Praktische Informationen

Zehn Kilometer vom Meer entfernt

Die Casa das Águas Calmas liegt im Ort Boliqueime, 20 Autominuten vom Flughafen Faro und zehn Kilometer vom Meer entfernt. Die drei Wohnungen können auch für Ferien gemietet werden. Die nächsten Fastenkurse finden wie folgt statt: Sommerfasten vom 4. bis zum 12. August 2017, Frühlingsfasten vom 16. bis zum 23. März 2018. Weitere Fastenkurse sind geplant. Preis: ca. 800 Euro, Massage 90 Euro. Weitere Kurse und Informationen gibt es im Internet unter www.casadasaguascalmas.com oder per E-Mail an: zen@epost.ch

il

Fasten

«Ein gesunder Mensch kann ohne Gefahr mehrere Wochen fasten»

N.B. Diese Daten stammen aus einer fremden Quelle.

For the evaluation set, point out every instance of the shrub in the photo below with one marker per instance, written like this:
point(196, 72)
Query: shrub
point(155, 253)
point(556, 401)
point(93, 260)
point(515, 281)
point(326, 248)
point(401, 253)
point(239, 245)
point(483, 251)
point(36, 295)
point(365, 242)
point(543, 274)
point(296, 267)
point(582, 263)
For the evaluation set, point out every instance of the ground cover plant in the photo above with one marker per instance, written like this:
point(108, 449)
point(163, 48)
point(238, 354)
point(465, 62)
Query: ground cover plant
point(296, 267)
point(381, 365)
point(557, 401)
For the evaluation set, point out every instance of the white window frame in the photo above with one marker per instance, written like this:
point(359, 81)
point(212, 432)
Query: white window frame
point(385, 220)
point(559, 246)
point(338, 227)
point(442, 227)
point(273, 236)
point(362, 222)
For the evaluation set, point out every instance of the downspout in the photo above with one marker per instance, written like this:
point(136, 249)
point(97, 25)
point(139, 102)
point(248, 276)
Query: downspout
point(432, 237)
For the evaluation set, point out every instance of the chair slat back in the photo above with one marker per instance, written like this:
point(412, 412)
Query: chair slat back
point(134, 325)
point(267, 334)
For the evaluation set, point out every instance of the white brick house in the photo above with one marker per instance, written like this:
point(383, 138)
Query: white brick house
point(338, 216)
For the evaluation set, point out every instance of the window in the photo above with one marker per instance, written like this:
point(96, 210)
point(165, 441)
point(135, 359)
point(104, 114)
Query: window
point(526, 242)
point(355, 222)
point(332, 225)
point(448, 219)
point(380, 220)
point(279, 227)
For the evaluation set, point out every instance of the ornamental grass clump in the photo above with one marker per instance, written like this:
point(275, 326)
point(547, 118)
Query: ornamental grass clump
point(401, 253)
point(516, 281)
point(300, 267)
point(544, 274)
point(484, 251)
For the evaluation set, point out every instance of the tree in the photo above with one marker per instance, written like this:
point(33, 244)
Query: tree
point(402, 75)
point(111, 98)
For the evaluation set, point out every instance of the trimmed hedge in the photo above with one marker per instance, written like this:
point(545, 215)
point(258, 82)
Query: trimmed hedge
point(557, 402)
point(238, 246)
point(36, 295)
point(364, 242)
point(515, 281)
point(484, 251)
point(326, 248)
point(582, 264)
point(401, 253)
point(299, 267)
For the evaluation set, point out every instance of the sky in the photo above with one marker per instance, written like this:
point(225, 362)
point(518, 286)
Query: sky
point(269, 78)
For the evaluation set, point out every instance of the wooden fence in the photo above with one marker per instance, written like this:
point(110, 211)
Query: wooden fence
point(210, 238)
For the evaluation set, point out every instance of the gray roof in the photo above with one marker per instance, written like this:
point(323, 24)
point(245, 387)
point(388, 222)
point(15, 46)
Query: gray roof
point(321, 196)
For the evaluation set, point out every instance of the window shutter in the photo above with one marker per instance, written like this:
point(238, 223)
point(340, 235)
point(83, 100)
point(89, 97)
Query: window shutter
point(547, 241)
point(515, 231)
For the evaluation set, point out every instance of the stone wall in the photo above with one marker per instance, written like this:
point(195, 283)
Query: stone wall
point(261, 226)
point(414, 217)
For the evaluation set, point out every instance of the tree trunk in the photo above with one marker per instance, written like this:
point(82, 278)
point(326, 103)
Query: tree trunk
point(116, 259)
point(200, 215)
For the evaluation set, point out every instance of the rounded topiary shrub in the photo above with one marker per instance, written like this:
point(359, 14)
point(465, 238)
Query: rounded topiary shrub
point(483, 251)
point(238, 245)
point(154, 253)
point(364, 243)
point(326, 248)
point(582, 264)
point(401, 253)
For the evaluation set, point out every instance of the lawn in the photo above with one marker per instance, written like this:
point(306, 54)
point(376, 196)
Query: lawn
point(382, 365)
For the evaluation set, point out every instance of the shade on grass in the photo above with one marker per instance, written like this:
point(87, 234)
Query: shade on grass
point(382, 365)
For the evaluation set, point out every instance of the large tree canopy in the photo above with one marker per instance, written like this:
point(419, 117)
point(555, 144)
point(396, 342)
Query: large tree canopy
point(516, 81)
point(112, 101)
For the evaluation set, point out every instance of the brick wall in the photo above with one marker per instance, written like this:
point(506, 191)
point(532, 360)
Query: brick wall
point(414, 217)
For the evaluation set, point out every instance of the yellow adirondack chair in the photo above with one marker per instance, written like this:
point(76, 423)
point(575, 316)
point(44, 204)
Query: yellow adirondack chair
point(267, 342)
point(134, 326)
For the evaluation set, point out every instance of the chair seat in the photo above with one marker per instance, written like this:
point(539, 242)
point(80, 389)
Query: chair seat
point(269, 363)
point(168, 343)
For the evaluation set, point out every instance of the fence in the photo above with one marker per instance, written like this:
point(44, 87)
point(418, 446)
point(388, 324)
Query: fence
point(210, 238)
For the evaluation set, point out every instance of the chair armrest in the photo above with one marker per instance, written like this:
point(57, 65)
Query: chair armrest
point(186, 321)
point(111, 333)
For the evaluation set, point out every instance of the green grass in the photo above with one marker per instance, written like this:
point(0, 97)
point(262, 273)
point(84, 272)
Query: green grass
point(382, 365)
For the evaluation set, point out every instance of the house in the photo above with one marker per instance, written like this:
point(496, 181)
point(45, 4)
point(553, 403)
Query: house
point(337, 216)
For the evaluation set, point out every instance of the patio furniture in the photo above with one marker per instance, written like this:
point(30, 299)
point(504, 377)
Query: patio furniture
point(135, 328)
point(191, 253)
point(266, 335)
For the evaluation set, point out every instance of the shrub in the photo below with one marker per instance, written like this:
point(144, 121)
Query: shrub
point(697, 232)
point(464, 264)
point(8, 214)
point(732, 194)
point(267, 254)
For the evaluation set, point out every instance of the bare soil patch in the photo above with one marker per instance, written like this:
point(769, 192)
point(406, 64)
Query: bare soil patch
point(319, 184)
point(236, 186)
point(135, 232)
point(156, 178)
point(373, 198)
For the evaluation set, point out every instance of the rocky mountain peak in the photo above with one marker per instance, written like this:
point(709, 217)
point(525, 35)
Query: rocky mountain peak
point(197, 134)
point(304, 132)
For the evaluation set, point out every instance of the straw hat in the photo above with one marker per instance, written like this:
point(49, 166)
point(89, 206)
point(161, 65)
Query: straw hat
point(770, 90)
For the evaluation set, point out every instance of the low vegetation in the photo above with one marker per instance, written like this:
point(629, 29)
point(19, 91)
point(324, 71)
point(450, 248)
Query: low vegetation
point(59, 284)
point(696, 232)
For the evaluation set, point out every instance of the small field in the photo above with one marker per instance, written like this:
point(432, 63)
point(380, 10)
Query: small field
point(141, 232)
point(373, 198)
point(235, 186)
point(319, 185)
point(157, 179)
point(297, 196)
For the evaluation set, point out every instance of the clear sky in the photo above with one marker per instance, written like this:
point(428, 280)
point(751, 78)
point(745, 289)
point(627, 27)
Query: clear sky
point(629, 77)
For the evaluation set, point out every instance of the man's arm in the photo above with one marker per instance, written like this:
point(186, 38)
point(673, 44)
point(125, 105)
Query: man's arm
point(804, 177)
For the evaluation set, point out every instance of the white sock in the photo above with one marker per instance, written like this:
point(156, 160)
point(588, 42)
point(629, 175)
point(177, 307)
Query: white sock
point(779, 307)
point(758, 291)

Beim Fasten wird der Körper vom Alltagsgeschäft des Verdauens entlastet und kann die frei werdende Energie, rund 30 Prozent, für seine Regeneration verwenden. Bereits nach zwei bis drei Tagen stellt der Körper auf den Fastenstoffwechsel um und beginnt von seinen Fett- und Eiweissreserven zu zehren. «Ein gesunder Mensch kann ohne Gefahr mehrere Wochen fasten», sagt Marcel Steiner. Der Stoffwechsel führt auch zur Beruhigung des Nervensystems, was die seelische Sensibilität verstärkt und zu Einsichten führt, die in der Hektik des Alltags kaum möglich sind. Während einer achttägigen Kur nimmt man etwa drei bis vier Kilogramm ab. Damit das Fett schmilzt und nicht Muskeln verschwinden, muss man sich bewegen. Die bessere Sauerstoffversorgung des Gehirns steigert die Endorphinausschüttung. Für den «Fastenpapst», den Arzt Otto Buchinger, gibt es nichts Besseres als Fasten: «Der Verzicht kann gesundheitlichen Störungen vorbeugen und bestehende Erkrankungen positiv beeinflussen.»